The existence of EFX allocations is a fundamental question in fair division. In this paper, we construct a three-agent, eight-good instance with monotone subadditive valuations such that no allocation satisfies $α$-EFX for any $α> \frac{1}{\sqrt[6]{2}} \approx 0.89$. We also provide a closely related three-agent, eight-good instance with submodular (in fact weighted coverage) valuations for which no EFX allocation exists. A key feature of our construction is its symmetry: the agents' valuations are identical up to a relabeling of the goods. Thus, EFX can fail even when agents differ only in how the goods are labeled. This symmetry makes the counterexamples compact and human-verifiable, yielding simple combinatorial obstructions to the existence of EFX.

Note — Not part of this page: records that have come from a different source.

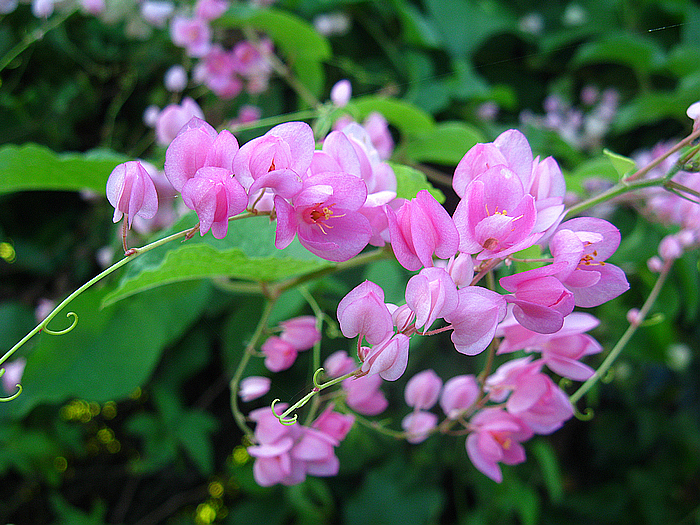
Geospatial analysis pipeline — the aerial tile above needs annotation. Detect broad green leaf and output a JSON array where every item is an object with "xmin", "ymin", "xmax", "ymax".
[
  {"xmin": 105, "ymin": 216, "xmax": 333, "ymax": 304},
  {"xmin": 0, "ymin": 144, "xmax": 129, "ymax": 194},
  {"xmin": 347, "ymin": 95, "xmax": 435, "ymax": 135},
  {"xmin": 572, "ymin": 33, "xmax": 663, "ymax": 74},
  {"xmin": 603, "ymin": 148, "xmax": 637, "ymax": 178},
  {"xmin": 5, "ymin": 283, "xmax": 210, "ymax": 415},
  {"xmin": 389, "ymin": 162, "xmax": 445, "ymax": 203},
  {"xmin": 406, "ymin": 122, "xmax": 485, "ymax": 166}
]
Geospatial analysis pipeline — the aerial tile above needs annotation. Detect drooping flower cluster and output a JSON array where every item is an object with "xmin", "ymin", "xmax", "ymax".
[{"xmin": 106, "ymin": 117, "xmax": 629, "ymax": 485}]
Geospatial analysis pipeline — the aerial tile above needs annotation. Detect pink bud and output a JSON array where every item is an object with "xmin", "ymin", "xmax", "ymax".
[
  {"xmin": 440, "ymin": 375, "xmax": 479, "ymax": 419},
  {"xmin": 331, "ymin": 79, "xmax": 352, "ymax": 108},
  {"xmin": 107, "ymin": 160, "xmax": 158, "ymax": 228},
  {"xmin": 338, "ymin": 281, "xmax": 394, "ymax": 344},
  {"xmin": 404, "ymin": 370, "xmax": 442, "ymax": 410},
  {"xmin": 238, "ymin": 376, "xmax": 271, "ymax": 402},
  {"xmin": 280, "ymin": 315, "xmax": 321, "ymax": 351}
]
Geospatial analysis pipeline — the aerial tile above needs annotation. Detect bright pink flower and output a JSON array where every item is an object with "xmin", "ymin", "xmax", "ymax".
[
  {"xmin": 499, "ymin": 264, "xmax": 574, "ymax": 334},
  {"xmin": 234, "ymin": 122, "xmax": 314, "ymax": 206},
  {"xmin": 156, "ymin": 97, "xmax": 204, "ymax": 146},
  {"xmin": 454, "ymin": 165, "xmax": 542, "ymax": 260},
  {"xmin": 311, "ymin": 404, "xmax": 355, "ymax": 441},
  {"xmin": 343, "ymin": 375, "xmax": 389, "ymax": 416},
  {"xmin": 401, "ymin": 410, "xmax": 437, "ymax": 445},
  {"xmin": 238, "ymin": 376, "xmax": 271, "ymax": 402},
  {"xmin": 163, "ymin": 118, "xmax": 240, "ymax": 191},
  {"xmin": 445, "ymin": 286, "xmax": 506, "ymax": 355},
  {"xmin": 385, "ymin": 190, "xmax": 459, "ymax": 271},
  {"xmin": 274, "ymin": 173, "xmax": 372, "ymax": 262},
  {"xmin": 107, "ymin": 160, "xmax": 158, "ymax": 228},
  {"xmin": 170, "ymin": 15, "xmax": 211, "ymax": 57},
  {"xmin": 260, "ymin": 335, "xmax": 299, "ymax": 372},
  {"xmin": 323, "ymin": 350, "xmax": 357, "ymax": 377},
  {"xmin": 337, "ymin": 281, "xmax": 394, "ymax": 345},
  {"xmin": 404, "ymin": 370, "xmax": 442, "ymax": 410},
  {"xmin": 182, "ymin": 166, "xmax": 248, "ymax": 239},
  {"xmin": 549, "ymin": 217, "xmax": 629, "ymax": 308},
  {"xmin": 440, "ymin": 375, "xmax": 479, "ymax": 419},
  {"xmin": 280, "ymin": 315, "xmax": 321, "ymax": 352},
  {"xmin": 360, "ymin": 334, "xmax": 410, "ymax": 381},
  {"xmin": 406, "ymin": 267, "xmax": 459, "ymax": 331},
  {"xmin": 466, "ymin": 408, "xmax": 533, "ymax": 483},
  {"xmin": 497, "ymin": 312, "xmax": 602, "ymax": 381},
  {"xmin": 331, "ymin": 79, "xmax": 352, "ymax": 108}
]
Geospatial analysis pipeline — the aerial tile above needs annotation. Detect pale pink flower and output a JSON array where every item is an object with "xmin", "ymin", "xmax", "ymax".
[
  {"xmin": 155, "ymin": 97, "xmax": 204, "ymax": 146},
  {"xmin": 466, "ymin": 408, "xmax": 533, "ymax": 483},
  {"xmin": 404, "ymin": 370, "xmax": 442, "ymax": 410},
  {"xmin": 359, "ymin": 334, "xmax": 410, "ymax": 381},
  {"xmin": 406, "ymin": 267, "xmax": 459, "ymax": 331},
  {"xmin": 445, "ymin": 286, "xmax": 507, "ymax": 355},
  {"xmin": 343, "ymin": 375, "xmax": 389, "ymax": 416},
  {"xmin": 107, "ymin": 160, "xmax": 158, "ymax": 228},
  {"xmin": 170, "ymin": 15, "xmax": 211, "ymax": 57},
  {"xmin": 385, "ymin": 190, "xmax": 460, "ymax": 271},
  {"xmin": 401, "ymin": 410, "xmax": 438, "ymax": 445},
  {"xmin": 440, "ymin": 375, "xmax": 479, "ymax": 419},
  {"xmin": 337, "ymin": 281, "xmax": 394, "ymax": 344},
  {"xmin": 238, "ymin": 376, "xmax": 271, "ymax": 402},
  {"xmin": 272, "ymin": 173, "xmax": 372, "ymax": 262}
]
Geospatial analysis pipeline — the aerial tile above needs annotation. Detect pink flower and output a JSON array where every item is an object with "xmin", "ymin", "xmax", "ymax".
[
  {"xmin": 497, "ymin": 312, "xmax": 602, "ymax": 381},
  {"xmin": 440, "ymin": 375, "xmax": 479, "ymax": 419},
  {"xmin": 182, "ymin": 166, "xmax": 248, "ymax": 239},
  {"xmin": 238, "ymin": 376, "xmax": 271, "ymax": 402},
  {"xmin": 155, "ymin": 97, "xmax": 204, "ymax": 146},
  {"xmin": 337, "ymin": 281, "xmax": 394, "ymax": 344},
  {"xmin": 260, "ymin": 335, "xmax": 299, "ymax": 372},
  {"xmin": 107, "ymin": 160, "xmax": 158, "ymax": 228},
  {"xmin": 404, "ymin": 370, "xmax": 442, "ymax": 410},
  {"xmin": 466, "ymin": 408, "xmax": 533, "ymax": 483},
  {"xmin": 406, "ymin": 267, "xmax": 459, "ymax": 331},
  {"xmin": 234, "ymin": 122, "xmax": 315, "ymax": 207},
  {"xmin": 360, "ymin": 334, "xmax": 410, "ymax": 381},
  {"xmin": 331, "ymin": 79, "xmax": 352, "ymax": 108},
  {"xmin": 343, "ymin": 375, "xmax": 389, "ymax": 416},
  {"xmin": 454, "ymin": 165, "xmax": 542, "ymax": 260},
  {"xmin": 280, "ymin": 315, "xmax": 321, "ymax": 352},
  {"xmin": 170, "ymin": 16, "xmax": 211, "ymax": 57},
  {"xmin": 272, "ymin": 173, "xmax": 372, "ymax": 262},
  {"xmin": 549, "ymin": 217, "xmax": 629, "ymax": 308},
  {"xmin": 499, "ymin": 264, "xmax": 574, "ymax": 334},
  {"xmin": 385, "ymin": 190, "xmax": 459, "ymax": 271},
  {"xmin": 163, "ymin": 118, "xmax": 240, "ymax": 191},
  {"xmin": 311, "ymin": 404, "xmax": 355, "ymax": 441},
  {"xmin": 401, "ymin": 410, "xmax": 437, "ymax": 445},
  {"xmin": 445, "ymin": 286, "xmax": 506, "ymax": 355}
]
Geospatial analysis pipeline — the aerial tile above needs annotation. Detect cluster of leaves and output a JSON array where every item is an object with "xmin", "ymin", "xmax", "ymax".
[{"xmin": 0, "ymin": 0, "xmax": 700, "ymax": 524}]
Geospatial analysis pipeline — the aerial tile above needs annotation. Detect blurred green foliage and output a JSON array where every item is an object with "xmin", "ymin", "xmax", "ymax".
[{"xmin": 0, "ymin": 0, "xmax": 700, "ymax": 525}]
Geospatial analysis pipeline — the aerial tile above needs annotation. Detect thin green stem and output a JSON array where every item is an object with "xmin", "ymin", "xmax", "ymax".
[
  {"xmin": 569, "ymin": 259, "xmax": 673, "ymax": 405},
  {"xmin": 0, "ymin": 9, "xmax": 77, "ymax": 71},
  {"xmin": 230, "ymin": 298, "xmax": 275, "ymax": 443}
]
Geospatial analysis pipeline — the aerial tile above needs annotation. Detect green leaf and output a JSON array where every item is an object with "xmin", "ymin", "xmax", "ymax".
[
  {"xmin": 105, "ymin": 216, "xmax": 333, "ymax": 305},
  {"xmin": 0, "ymin": 144, "xmax": 129, "ymax": 195},
  {"xmin": 216, "ymin": 6, "xmax": 331, "ymax": 96},
  {"xmin": 572, "ymin": 33, "xmax": 664, "ymax": 74},
  {"xmin": 347, "ymin": 95, "xmax": 435, "ymax": 135},
  {"xmin": 389, "ymin": 162, "xmax": 445, "ymax": 203},
  {"xmin": 6, "ymin": 283, "xmax": 210, "ymax": 415},
  {"xmin": 406, "ymin": 122, "xmax": 485, "ymax": 166},
  {"xmin": 603, "ymin": 148, "xmax": 637, "ymax": 178}
]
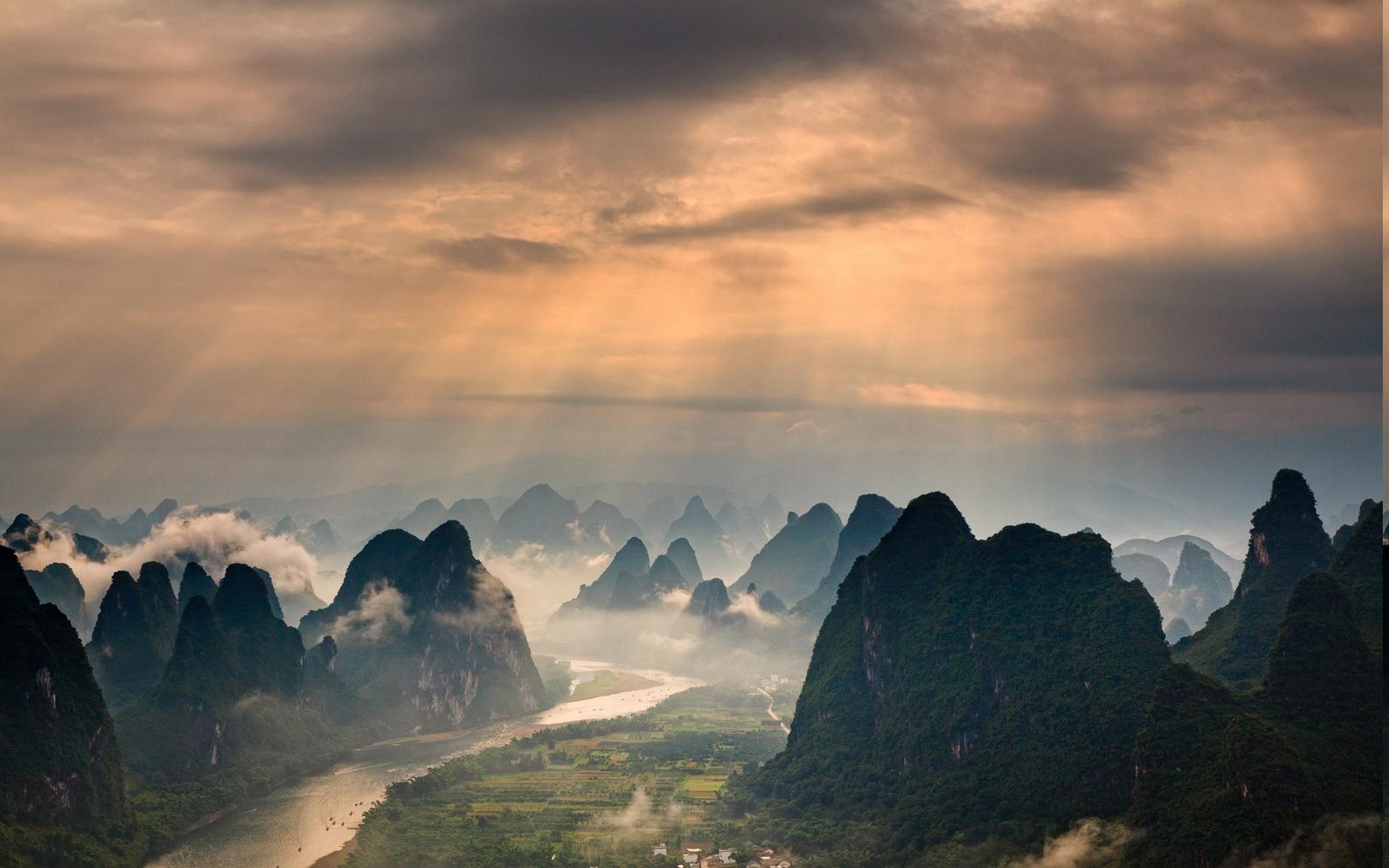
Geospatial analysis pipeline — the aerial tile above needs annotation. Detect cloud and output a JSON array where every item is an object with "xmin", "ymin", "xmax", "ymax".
[
  {"xmin": 625, "ymin": 184, "xmax": 962, "ymax": 245},
  {"xmin": 323, "ymin": 582, "xmax": 414, "ymax": 643},
  {"xmin": 858, "ymin": 383, "xmax": 1026, "ymax": 413},
  {"xmin": 425, "ymin": 235, "xmax": 582, "ymax": 272},
  {"xmin": 1249, "ymin": 814, "xmax": 1384, "ymax": 868},
  {"xmin": 599, "ymin": 786, "xmax": 653, "ymax": 832},
  {"xmin": 219, "ymin": 0, "xmax": 899, "ymax": 179},
  {"xmin": 911, "ymin": 0, "xmax": 1381, "ymax": 193},
  {"xmin": 24, "ymin": 507, "xmax": 318, "ymax": 600},
  {"xmin": 1009, "ymin": 819, "xmax": 1132, "ymax": 868},
  {"xmin": 1035, "ymin": 231, "xmax": 1384, "ymax": 393},
  {"xmin": 453, "ymin": 392, "xmax": 818, "ymax": 413}
]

翻译：EFX分配的存在性是公平分配中的一个基本问题。本文构造了一个包含三个智能体、八种商品的实例，其估价为单调次可加函数，使得对于任意 $α> \frac{1}{\sqrt[6]{2}} \approx 0.89$，不存在满足 $α$-EFX 的分配。我们还提供了一个密切相关的三智能体、八商品实例，其估价为子模函数（实际上是加权覆盖函数），该实例中不存在EFX分配。我们构造的一个关键特征是其对称性：智能体的估价在商品重标号下完全相同。因此，即便智能体仅因商品标号方式不同而相异，EFX也可能失效。这种对称性使得反例简洁且易于人工验证，从而揭示了EFX存在性的简单组合障碍。